Super-Star Nicole Kidman tummelt sich in der schwarzen Komödie mit anderen Leinwandgrüßen wie Glenn Close und Bette Midler vor der Kamera. Das Drehbuch von Paul Rudnick (In & Out) bewegt sich jedoch nicht auf derart hohem Niveau und kann trotz einiger gelungener Momente nur eingeschränkt überzeugen.
Vor knappen 30 Jahren blies Bryan Forbes mit seiner Verfilmung von Ira Levins Roman Die Frauen von Stepford frischen Wind in die Segel der beginnenden Frauenbewegung und führte den Männern mit seinem Horror-Thriller vor Augen, dass ihre Frauen nicht nur hübsche Prestigeobjekte für den Haushalt sind. Ähnliche Intentionen hegen Regisseur Frank Oz (Bowfingers grosse Nummer) und Drehbuchautor Paul Rudnick (In & Out) in ihrer Neuverfilmung von Die Frauen von Stepford. Jedoch vermitteln die Beiden ihre Botschaft in Form einer schwarzen Komödie mit starken Geschäftsfrauen und unterdurchschnittlichen Männern.
In der Hauptrolle erleben wir Nicole Kidman, die als erfolgreiche TV-Produzentin Joanna Eberhard zu sehen ist. Ihr Erfolg findet jedoch ein abruptes Ende, als ein Teilnehmer ihrer letzten Realty-Show durchdreht und um sich schießt. Sie wird von ihrem Arbeitgeber fallen gelassen und erleidet daraufhin einen Nervenzusammenbruch. Um die Vergangenheit hinter sich zu lassen, beschließt sie zusammen mit ihrem Ehemann Walter (Matthew Broderick) in das idyllische Örtchen Stepford zu ziehen. Dort angekommen, wähnen sich jedoch Beide im falschen Film. Die Frauen von Stepford sind in allen Lebenslagen top gestylt, als würden sie jeden Moment zur Wahl der "Miss World" aufbrechen. Die Männer hingegen sind unterdurchschnittliche Looser-Typen, die sich täglich im "Men's Club" treffen, um sich mit maskulinen Spielen wie Robot-Wars die Zeit zu vertreiben. Walter fühlt sich in Stepford schnell heimisch, wogegen Joanna nicht wirklich mit dem Städtchen und seinen Einwohnern warm wird.

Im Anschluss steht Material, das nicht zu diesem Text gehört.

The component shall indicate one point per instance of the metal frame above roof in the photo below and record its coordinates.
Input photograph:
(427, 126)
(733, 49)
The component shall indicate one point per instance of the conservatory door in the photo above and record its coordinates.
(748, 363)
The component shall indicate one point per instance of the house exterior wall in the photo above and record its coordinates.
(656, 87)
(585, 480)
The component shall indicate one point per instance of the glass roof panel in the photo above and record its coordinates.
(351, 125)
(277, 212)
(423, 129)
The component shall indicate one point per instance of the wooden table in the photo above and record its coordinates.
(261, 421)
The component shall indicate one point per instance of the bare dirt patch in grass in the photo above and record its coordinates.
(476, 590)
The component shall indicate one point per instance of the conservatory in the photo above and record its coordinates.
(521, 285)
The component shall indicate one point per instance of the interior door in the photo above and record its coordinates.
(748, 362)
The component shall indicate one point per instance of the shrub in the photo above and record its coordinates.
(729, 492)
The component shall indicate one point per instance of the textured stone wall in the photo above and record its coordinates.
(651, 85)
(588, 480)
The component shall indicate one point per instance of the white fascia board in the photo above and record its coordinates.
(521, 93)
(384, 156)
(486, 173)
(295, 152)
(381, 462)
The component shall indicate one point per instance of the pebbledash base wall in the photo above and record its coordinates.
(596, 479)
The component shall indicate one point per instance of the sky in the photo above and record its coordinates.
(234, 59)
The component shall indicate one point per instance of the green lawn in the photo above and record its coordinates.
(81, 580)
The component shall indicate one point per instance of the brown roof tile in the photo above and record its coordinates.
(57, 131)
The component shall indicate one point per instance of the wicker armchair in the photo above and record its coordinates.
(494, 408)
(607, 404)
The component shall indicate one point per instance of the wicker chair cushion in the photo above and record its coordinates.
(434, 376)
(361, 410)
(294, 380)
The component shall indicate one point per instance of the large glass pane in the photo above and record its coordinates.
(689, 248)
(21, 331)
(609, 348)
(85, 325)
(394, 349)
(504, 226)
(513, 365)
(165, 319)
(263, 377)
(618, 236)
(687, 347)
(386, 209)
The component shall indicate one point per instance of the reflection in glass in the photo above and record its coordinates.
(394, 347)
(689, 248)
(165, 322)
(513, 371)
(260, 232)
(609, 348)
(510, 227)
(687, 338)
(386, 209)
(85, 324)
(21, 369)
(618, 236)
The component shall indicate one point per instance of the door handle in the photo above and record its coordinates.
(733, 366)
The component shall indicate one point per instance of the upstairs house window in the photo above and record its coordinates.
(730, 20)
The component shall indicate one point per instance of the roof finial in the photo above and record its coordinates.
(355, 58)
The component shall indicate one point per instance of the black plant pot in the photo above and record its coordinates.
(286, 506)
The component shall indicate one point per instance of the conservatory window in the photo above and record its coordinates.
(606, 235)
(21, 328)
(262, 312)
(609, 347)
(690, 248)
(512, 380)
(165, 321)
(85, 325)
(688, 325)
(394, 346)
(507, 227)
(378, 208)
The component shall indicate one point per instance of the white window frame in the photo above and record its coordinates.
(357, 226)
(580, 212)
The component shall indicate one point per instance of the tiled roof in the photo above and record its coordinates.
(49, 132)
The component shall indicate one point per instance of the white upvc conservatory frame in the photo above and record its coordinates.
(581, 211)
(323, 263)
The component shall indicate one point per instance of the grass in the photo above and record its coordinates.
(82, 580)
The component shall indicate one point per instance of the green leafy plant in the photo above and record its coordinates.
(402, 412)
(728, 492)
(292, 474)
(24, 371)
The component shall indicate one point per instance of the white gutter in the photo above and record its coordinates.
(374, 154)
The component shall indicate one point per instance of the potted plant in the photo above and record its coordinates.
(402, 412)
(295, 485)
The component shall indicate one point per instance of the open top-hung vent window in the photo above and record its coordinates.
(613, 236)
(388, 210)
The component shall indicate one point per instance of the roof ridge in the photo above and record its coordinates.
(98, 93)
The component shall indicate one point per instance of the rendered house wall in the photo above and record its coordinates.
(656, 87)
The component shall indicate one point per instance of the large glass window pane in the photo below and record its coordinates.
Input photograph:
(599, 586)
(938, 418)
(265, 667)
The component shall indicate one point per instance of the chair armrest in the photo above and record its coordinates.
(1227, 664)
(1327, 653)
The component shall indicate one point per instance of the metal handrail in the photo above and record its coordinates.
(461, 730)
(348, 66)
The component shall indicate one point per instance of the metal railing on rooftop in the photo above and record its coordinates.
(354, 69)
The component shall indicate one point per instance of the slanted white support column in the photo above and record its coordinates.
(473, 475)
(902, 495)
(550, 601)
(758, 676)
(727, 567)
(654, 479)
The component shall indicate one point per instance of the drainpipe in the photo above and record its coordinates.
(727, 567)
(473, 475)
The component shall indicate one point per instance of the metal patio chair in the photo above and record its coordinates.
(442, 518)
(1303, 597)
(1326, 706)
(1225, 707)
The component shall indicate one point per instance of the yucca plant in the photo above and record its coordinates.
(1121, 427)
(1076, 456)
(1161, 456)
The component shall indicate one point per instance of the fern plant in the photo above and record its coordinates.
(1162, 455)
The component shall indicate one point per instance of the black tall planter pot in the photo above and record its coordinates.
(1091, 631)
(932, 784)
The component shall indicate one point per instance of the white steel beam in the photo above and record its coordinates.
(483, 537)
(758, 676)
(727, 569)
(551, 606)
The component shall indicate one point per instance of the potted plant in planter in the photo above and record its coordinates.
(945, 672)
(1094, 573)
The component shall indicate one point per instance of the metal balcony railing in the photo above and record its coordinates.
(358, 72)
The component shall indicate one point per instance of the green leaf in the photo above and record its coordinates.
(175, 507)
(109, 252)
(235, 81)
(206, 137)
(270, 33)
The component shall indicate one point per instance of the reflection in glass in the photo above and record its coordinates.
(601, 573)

Auch in den Nebenrollen ist Die Frauen von Stepford hervorragend besetzt. Glenn Close und Christopher Walken verkörpern das Ehepaar Claire und Mike Wellington, das in Stepford die Zügel in der Hand hält. Auch Bette Midler ist mit von der Partie und mimt die unordentliche und ungepflegte Autorin Bobbie Markowitz, die so gar nicht in das Konzept von Stepford passt. So ist es kaum verwunderlich, dass sich Bobby und Joanna anfreunden und versuchen, sich von den anderen Stepford-Grazien fern zu halten. Ein Homosexueller (Roger Bart) darf in der 2004er Version von Die Frauen von Stepford selbstverständlich nicht fehlen. Er darf für die üblichen Kalauer sorgen und mit den Frauen die neuesten Kochrezepte diskutieren, während die Männer im "Men's Club" Vollgas geben.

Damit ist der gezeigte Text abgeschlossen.